Società

Gli uragani che minacciano il Mediterraneo

Questa notizia è stata scritta più di un anno fa old news
Il contenuto di questo articolo, pubblicato da La Repubblica – che ringraziamo – esprime il pensiero dell’ autore e non necessariamente rappresenta la linea editoriale di Wall Street Italia, che rimane autonoma e indipendente.

Roma – Li chiamano medicanes. Sono l’ultima grana che il cambiamento climatico ci ha regalato: uragani nel Mediterraneo, mediterranean hurricanes, vortici di 200 chilometri di diametro al posto di trombe d’aria larghe 500 metri. Li hanno scoperti per caso, studiando il mare dai satelliti, e ora la protezione civile è costretta a rivedere la mappa della sicurezza.

«Dalla letteratura scientifica risulta che il Mediterraneo è attraversato solo da trombe d’aria, fenomeni ben diversi dagli uragani», spiega Antonio Navarra, il direttore del Centro euro-mediterraneo per i cambiamenti climatici chiamato alla conferenza del clima di Doha per lavorare a una strategia di difesa dagli eventi estremi. «Adesso sono saltati fuori in maniera imprevista questi nuovi fenomeni di cui conosciamo poco e che ci preoccupano molto».

Anche perché, rileggendo le cronache dei disastri degli ultimi anni, si è scoperto che una parte delle sciagure piovute sull’Italia è legata ai medicanes. Ad esempio nell’ottobre del 1996 ben due di questi uragani mutanti hanno colpito le regioni meridionali, insistendo in particolare sulle Eolie, sulla Sicilia e sulla Calabria, uccidendo sei persone a Crotone. Nel 2006 un altro ha picchiato duro sul Salento, con venti che hanno raggiunto i 145 chilometri orari. E, visto che la forza degli uragani è proporzionale all’energia che traggono dal calore del mare, con il riscaldamento climatico il problema diventerà via via più serio.
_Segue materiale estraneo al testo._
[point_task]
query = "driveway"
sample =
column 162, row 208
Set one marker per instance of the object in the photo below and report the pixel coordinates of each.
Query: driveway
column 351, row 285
In Italia il nuovo piano per la sicurezza idrogeologica propone interventi urgenti in un decimo del paese, l’area in cui i danni rischiano di diventare ingovernabili. Ad esempio la costa tra Ravenna e Monfalcone potrebbe tornare allo stato di palude: per impedirlo occorrerà rafforzare il sistema delle idrovore che già oggi mantiene all’asciutto una parte del paese: senza questa macchina di difesa idraulica sarebbero a rischio allagamento città come Mantova, aeroporti come Fiumicino e Venezia, autostrade come la Firenze mare, ferrovie come la Roma-Napoli.
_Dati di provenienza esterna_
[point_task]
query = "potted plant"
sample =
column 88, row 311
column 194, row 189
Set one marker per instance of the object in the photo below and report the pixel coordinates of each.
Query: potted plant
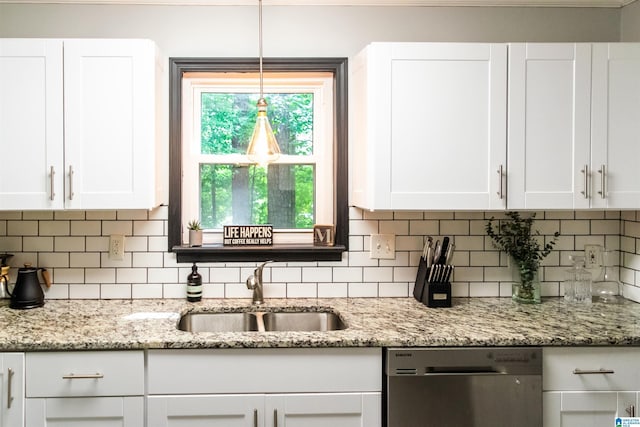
column 515, row 237
column 195, row 233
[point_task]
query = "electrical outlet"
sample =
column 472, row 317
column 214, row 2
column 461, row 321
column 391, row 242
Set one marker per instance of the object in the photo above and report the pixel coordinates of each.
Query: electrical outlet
column 592, row 256
column 383, row 246
column 116, row 247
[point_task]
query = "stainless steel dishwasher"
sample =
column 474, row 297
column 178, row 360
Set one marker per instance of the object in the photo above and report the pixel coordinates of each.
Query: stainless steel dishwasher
column 455, row 387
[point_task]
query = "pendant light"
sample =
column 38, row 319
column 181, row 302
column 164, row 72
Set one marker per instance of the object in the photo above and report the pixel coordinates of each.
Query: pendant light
column 263, row 147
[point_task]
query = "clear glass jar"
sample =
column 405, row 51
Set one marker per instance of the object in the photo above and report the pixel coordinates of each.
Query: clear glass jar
column 607, row 287
column 578, row 281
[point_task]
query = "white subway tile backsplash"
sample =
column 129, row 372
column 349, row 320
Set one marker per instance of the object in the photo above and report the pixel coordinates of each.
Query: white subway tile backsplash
column 69, row 275
column 333, row 290
column 54, row 228
column 84, row 291
column 22, row 228
column 29, row 215
column 100, row 275
column 131, row 275
column 146, row 290
column 378, row 274
column 165, row 275
column 146, row 259
column 86, row 228
column 37, row 244
column 317, row 274
column 393, row 290
column 84, row 260
column 101, row 215
column 73, row 245
column 69, row 244
column 302, row 290
column 112, row 291
column 117, row 227
column 148, row 228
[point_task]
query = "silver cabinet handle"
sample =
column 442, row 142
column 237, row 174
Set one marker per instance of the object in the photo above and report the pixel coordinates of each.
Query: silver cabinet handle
column 73, row 376
column 593, row 371
column 631, row 410
column 585, row 172
column 603, row 174
column 9, row 383
column 52, row 173
column 500, row 188
column 70, row 182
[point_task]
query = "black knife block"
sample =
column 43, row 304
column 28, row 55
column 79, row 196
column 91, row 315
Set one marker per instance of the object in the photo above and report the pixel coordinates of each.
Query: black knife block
column 437, row 294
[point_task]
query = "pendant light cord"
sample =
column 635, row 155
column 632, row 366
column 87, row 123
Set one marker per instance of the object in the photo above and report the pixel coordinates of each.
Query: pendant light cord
column 260, row 43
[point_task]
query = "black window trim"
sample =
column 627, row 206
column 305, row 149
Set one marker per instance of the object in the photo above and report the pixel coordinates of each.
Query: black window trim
column 292, row 252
«Gli studi su questi uragani mediterranei vanno intensificati», continua Navarra. «Ma è chiaro che il rischio per il paese aumenta e bisogna fare di tutto per ridurlo. Il piano di sicurezza da 40 miliardi di euro in 15 anni serve anche a questo. Dobbiamo pensare che aumenterà la minaccia di frane, di alluvioni e inondazione delle coste basse. Ridurre i gas serra per prevenire è indispensabile. Ma lo è anche ridurre il numero delle vittime».
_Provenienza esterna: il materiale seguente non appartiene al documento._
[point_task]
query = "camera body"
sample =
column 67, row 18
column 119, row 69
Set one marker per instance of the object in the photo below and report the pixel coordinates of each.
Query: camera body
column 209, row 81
Il problema comunque non è solo italiano: il pericolo dell’intensificarsi di uragani e tempeste riguarda gran parte del pianeta. La delegazione americana alla conferenza sul clima ricorda che a New York si stanno studiando interventi radicali per cambiare le strutture di difesa della metropolitana: la città si prepara a fronteggiare un futuro in cui il mare potrà alzarsi all’improvviso sotto la spinta degli uragani. E in alcune aree della Gran Bretagna la violenza delle tempeste ha suggerito di progettare grandi serbatoi sotto le colline che minacciano di franare seppellendo interi paesi: in questo modo le acque possono trovare una via di sfogo e venire poi rilasciate lentamente.

«Si faranno anche canalizzazioni per permettere il deflusso delle flash flood, le alluvioni lampo. E bisognerà difendersi dal mare», racconta Barry Gromett, l’esperto del Met Office, l’istituto inglese di ricerca sulla meteorologia. «A Londra abbiamo già costruito una barriera mobile sull’estuario del Tamigi per proteggere la città dalla risalita del mare durante le tempeste più violente. Doveva bastare sino a fine secolo: ora c’è chi vuole costruire una seconda linea difensiva».